Materials and Methods
A- and C-fiber compound action potentials were recorded extracellularly in vitro in saphenous nerve from adult rats. Nerve fibers were stimulated with a supramaximal current pulse either alone or after a 300-msec conditioning polarizing ramp current (between −10% and +100% of the original threshold current) in the presence and absence of lidocaine and tetrodotoxin (TTX). A computerized threshold tracking program (QTRAC©, Institute of Neurology, University College London, London, UK) was used to determine the membrane thresholds.
Preconditioning ramp currents of weak strengths increased membrane excitability. Stronger preconditioning ramp currents enhanced the potency of lidocaine and TTX to increase excitability thresholds. In A and C fibers stimulated with ramp currents of 110% (A fibers) and 40% (C fibers), lidocaine (80 μM) induced a 168 ± 15% (p < 0.001) and 302 ± 23% (p < 0.001) increase in threshold, respectively (no ramp current: 135 ± 9% and 124 ± 4%, respectively).

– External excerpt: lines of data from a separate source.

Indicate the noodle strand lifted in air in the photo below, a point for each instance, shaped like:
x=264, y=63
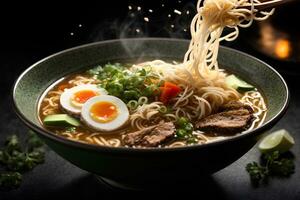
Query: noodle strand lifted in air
x=169, y=92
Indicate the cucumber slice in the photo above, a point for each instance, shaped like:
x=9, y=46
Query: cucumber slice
x=238, y=84
x=61, y=120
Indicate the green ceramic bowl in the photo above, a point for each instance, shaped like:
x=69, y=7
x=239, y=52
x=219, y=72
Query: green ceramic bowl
x=134, y=166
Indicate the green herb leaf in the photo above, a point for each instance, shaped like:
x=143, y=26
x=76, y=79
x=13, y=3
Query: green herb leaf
x=16, y=160
x=272, y=164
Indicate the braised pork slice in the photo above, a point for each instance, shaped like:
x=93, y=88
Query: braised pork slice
x=234, y=118
x=152, y=136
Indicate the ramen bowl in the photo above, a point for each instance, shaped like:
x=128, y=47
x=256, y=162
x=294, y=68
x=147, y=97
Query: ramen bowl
x=133, y=167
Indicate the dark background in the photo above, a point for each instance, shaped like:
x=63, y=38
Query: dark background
x=32, y=31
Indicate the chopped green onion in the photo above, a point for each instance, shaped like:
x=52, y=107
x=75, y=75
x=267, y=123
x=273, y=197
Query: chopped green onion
x=163, y=109
x=142, y=100
x=181, y=133
x=182, y=121
x=132, y=104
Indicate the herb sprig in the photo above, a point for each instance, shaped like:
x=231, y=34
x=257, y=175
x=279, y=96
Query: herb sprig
x=16, y=160
x=272, y=164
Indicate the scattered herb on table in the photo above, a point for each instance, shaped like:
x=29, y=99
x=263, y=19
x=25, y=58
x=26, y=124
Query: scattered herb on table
x=272, y=164
x=16, y=159
x=276, y=161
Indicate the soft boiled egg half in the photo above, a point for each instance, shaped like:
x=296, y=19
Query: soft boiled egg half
x=73, y=99
x=104, y=113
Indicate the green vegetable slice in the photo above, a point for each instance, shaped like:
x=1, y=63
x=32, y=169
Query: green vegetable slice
x=279, y=140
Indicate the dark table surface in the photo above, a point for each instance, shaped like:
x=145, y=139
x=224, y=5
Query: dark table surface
x=58, y=178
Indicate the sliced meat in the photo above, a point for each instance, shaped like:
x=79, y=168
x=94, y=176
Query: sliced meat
x=227, y=122
x=151, y=136
x=235, y=105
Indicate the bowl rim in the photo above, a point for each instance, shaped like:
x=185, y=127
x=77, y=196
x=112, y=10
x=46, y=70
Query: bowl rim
x=98, y=148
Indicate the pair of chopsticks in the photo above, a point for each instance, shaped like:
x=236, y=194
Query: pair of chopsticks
x=267, y=4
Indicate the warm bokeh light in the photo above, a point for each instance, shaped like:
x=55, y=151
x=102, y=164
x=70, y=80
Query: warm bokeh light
x=282, y=48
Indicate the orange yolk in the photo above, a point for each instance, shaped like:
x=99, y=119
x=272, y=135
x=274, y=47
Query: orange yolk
x=104, y=112
x=84, y=95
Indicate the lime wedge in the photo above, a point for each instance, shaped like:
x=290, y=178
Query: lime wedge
x=279, y=140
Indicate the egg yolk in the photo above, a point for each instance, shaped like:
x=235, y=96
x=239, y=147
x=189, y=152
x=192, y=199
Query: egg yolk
x=104, y=112
x=84, y=95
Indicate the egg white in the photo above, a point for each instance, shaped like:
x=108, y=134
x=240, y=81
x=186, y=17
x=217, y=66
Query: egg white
x=66, y=97
x=119, y=121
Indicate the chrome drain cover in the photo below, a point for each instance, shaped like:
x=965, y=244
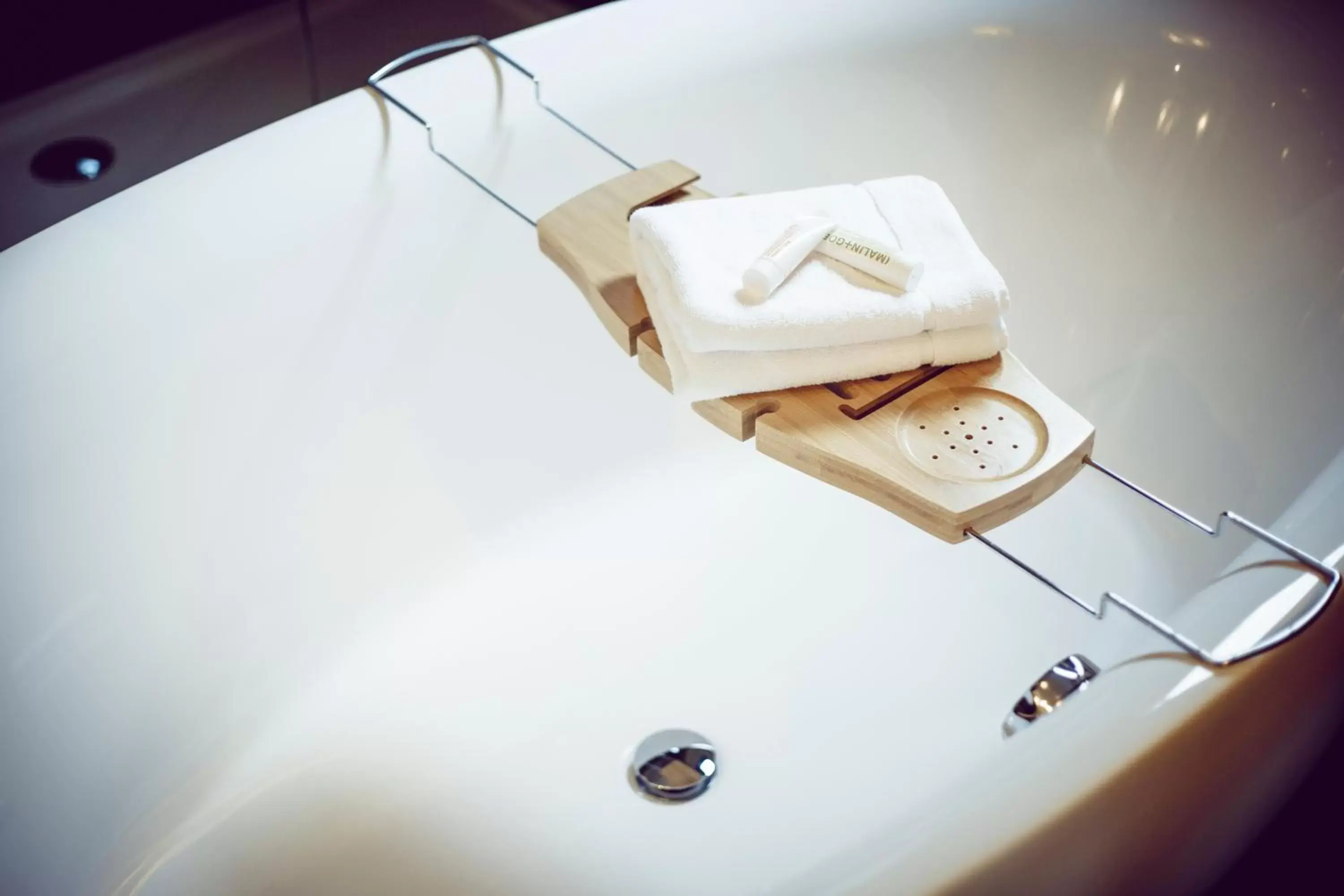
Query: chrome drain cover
x=674, y=765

TTX (16 nM) induced an increase in threshold of 455 ± 45% (p < 0.001) and 214 ± 22% (p = 0.005), respectively (no ramp current: 205 ± 12% and 128 ± 6%, respectively).
Slow preconditioning ramp stimuli inactivate sodium currents. In the presence of sodium channel blockers, stronger ramp stimuli cause an increase in threshold, which is larger than that caused by the sodium channel blocker alone. Therefore, we conclude that small depolarizing ramp currents could be used to increase excitability threshold in the presence of low concentrations of local anesthetics. These additive effects might represent a target to address with peripheral nerve stimulation in order to suppress afferent pain signaling.